When we open the bleeder valve on the Powerbrakes, fluid and air bubbles will start coming out through the bleed line. What we’re looking for when we bleed the brakes is solid fluid and no air bubbles at all.
Brake Bleeding Process:
- Start on the Passenger side
- Open Master Cylinder cap
- Open bleeder (outboard valve) – > Pump the brakes 3-5 times gently
- Watch the line -> wait until you see solid brake fluid and/or zero air bubbles
- Close bleeder valve
- Open bleeder (inboard valve) – > Pump the brakes 3-5 times gently
- Watch the line -> wait until you see solid brake fluid and/or zero air bubbles
- Close bleeder valve
- Refill Master Cylinder with Preferred DOT4 Brake Fluid
- Clean around bleeder valves with shop towels
- Repeat this step again on the Passenger side
- Now, repeat on the Driver side
Once you bleed the outboard and inboard valves on the Passenger side twice, head over to the driver’s side and repeat that process on the driver side, twice.
Then finally, we’re going to come back in 1-week or about 100 miles and bleed the brakes once more on both bleeder valves on both the passenger and driver sides.
Brake Bleeding Special Tool from Powerbrake
Powerbrake provides you with a really nice brake line bleeder tool.

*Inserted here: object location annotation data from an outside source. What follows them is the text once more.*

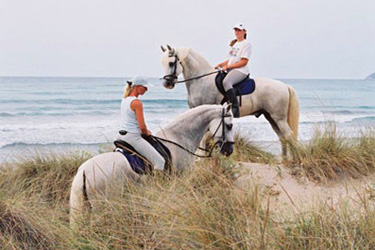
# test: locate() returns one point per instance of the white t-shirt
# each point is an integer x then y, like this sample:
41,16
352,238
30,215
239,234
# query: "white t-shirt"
240,50
128,121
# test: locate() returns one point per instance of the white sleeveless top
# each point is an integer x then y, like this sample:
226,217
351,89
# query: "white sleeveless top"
128,121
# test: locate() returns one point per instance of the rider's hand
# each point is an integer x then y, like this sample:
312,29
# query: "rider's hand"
225,68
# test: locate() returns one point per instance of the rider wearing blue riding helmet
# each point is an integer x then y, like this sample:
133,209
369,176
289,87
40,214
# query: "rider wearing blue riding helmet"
236,65
133,124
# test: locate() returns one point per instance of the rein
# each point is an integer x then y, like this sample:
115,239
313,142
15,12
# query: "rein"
212,148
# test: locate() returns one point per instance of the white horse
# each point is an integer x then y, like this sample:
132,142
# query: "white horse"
274,99
96,175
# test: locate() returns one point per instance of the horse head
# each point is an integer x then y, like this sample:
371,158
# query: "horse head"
172,67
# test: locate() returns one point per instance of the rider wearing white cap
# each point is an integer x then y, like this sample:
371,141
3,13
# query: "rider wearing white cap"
236,65
133,122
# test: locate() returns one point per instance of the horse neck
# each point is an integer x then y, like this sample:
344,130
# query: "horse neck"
195,65
189,128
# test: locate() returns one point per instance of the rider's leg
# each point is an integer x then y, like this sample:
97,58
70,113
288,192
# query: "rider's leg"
234,76
145,149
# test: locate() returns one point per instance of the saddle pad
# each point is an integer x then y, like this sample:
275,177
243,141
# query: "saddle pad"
245,87
138,163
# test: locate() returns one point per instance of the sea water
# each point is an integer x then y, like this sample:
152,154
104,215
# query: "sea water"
83,113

All you need is a stretch of tubing that can slide thru the brake line bleeder tool and onto the brake bleeder valve on the caliper. Just follow the process above on how to bleed your brakes. And you should be just fine.
Final Look: Big Brake Kit Installed
Caliper mounting bolts: 77 ft-lbs
Wheel spacers: 80 ft-lbs
Banjo bolt: 15 ft-lbs
1-Week Follow Up
After 1 week, literally the following weekend, we flushed the lines again. We did actually see a few bubbles come through the lines again. Not much but there were some additional lines present. I would not ignore this very important step!
It’s been about 5 months since we installed this kit on the 4Runner and in that time, I have taken the truck out a few times while heavily loaded down. I have noticed a huge difference in the braking power that the Powerbrakes provide over the factory brakes or even other aftermarket brakes like Powerstops, for example.
The Powerbrakes are in a league of their own. They are, what feels like, at least 5 times more responsive than the factory brakes. The security and peace of mind you get when running such responsive brakes while loaded or unloaded is unlike any other modification. These brakes might just save your life with how responsive and how accurate they are. That’s not a stretch either, there are some pretty wild testimonials out there on these brakes.
I just finished building a big portion of my Tacoma project and it’s still running factory brakes. Upon jumping into the Tacoma after it being on the rack for about 5-6 months, I was blown away at the difference between factory brakes and Powerbrake. There’s no comparison. Powerbrake has performance unlike the factory brakes and any other brake kit I have run. It’s truly impressive how responsive and sensitive they are.
If you’re looking for a performance braking system that will support the weight of your rig, then there is no better option (in my personal opinion) than Powerbrake. This isn’t just another BBK brand trying to enter the market to make a few bucks, Powerbrake has been in the game for longer than most of us have been wheeling.
Let me know if you guys have any questions.